Le porcher fut en un instant aux pieds de son maître.

Theow and esne (ni serf ni esclave) tu n’es plus, reprit Cédric le touchant d’une baguette ; folk free sacless (homme libre et dans la loi) tu es, dans la ville et hors de la ville, dans les champs comme hors de la forêt. Je te fais don de quarante arpents de terre dans mes domaines de Walbrugham, que je cède, pour moi et les miens, à toi et aux tiens, à jamais et pour toujours ; et que la malédiction du Ciel descende sur la tête de celui qui révoquerait ce don !

Ravi d’être sorti de servage, enchanté de se trouver homme libre et propriétaire, Gurth sauta sur ses pieds et bondit deux fois presque à la hauteur de sa tête.

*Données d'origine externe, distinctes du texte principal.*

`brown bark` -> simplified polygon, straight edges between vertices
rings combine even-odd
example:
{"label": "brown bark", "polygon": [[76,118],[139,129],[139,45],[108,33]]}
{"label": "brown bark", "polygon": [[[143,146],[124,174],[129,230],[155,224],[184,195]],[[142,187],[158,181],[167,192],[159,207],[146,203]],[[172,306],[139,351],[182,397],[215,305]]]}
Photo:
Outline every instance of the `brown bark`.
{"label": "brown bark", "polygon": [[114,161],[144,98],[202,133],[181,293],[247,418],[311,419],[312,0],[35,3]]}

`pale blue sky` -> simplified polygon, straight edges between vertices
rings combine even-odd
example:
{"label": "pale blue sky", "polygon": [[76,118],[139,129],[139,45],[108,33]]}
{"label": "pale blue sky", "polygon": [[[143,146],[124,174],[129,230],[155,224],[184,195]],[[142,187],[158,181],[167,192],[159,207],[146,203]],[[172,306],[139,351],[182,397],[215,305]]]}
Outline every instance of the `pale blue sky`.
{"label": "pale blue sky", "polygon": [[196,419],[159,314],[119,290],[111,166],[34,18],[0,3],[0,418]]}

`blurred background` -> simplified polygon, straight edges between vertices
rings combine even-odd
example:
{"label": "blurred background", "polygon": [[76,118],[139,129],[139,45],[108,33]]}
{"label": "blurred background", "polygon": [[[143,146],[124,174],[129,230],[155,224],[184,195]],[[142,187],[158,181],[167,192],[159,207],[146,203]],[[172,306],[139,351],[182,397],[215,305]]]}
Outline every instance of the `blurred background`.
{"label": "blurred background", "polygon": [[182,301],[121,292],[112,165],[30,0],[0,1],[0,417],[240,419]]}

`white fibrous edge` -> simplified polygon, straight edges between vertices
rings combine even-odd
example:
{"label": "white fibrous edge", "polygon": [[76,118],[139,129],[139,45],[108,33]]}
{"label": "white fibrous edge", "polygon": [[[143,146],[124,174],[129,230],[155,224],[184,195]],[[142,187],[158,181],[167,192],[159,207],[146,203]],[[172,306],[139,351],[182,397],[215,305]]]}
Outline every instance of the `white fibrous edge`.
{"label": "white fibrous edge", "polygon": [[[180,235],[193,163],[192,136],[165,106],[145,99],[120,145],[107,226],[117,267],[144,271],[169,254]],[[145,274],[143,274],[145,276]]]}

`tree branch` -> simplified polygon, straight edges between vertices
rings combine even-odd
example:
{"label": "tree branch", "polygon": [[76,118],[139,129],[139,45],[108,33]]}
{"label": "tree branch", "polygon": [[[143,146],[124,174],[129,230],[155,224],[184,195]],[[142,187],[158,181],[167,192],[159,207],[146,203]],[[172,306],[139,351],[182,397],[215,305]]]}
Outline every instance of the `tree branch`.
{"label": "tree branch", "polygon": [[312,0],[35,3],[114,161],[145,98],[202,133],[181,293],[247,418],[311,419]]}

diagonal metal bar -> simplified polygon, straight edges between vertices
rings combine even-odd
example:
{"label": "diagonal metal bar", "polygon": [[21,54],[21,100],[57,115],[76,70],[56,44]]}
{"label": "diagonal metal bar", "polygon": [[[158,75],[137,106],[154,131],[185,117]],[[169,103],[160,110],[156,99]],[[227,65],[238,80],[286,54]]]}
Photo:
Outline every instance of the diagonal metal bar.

— Un forgeron et une lime ! cria-t-il, pour enlever ce collier du cou d’un homme libre. Mon noble maître, votre don a doublé ma force, et je me battrai pour vous avec un double courage ; il y a un cœur libre dans ma poitrine. Je me sens tout changé et tout change pour moi. Ah ! Fangs, ajouta-t-il, te voilà (car le fidèle animal, en voyant son maître ainsi transporté, s’était mis à sauter sur lui pour lui exprimer sa sympathie) ; connais-tu encore ton maître ?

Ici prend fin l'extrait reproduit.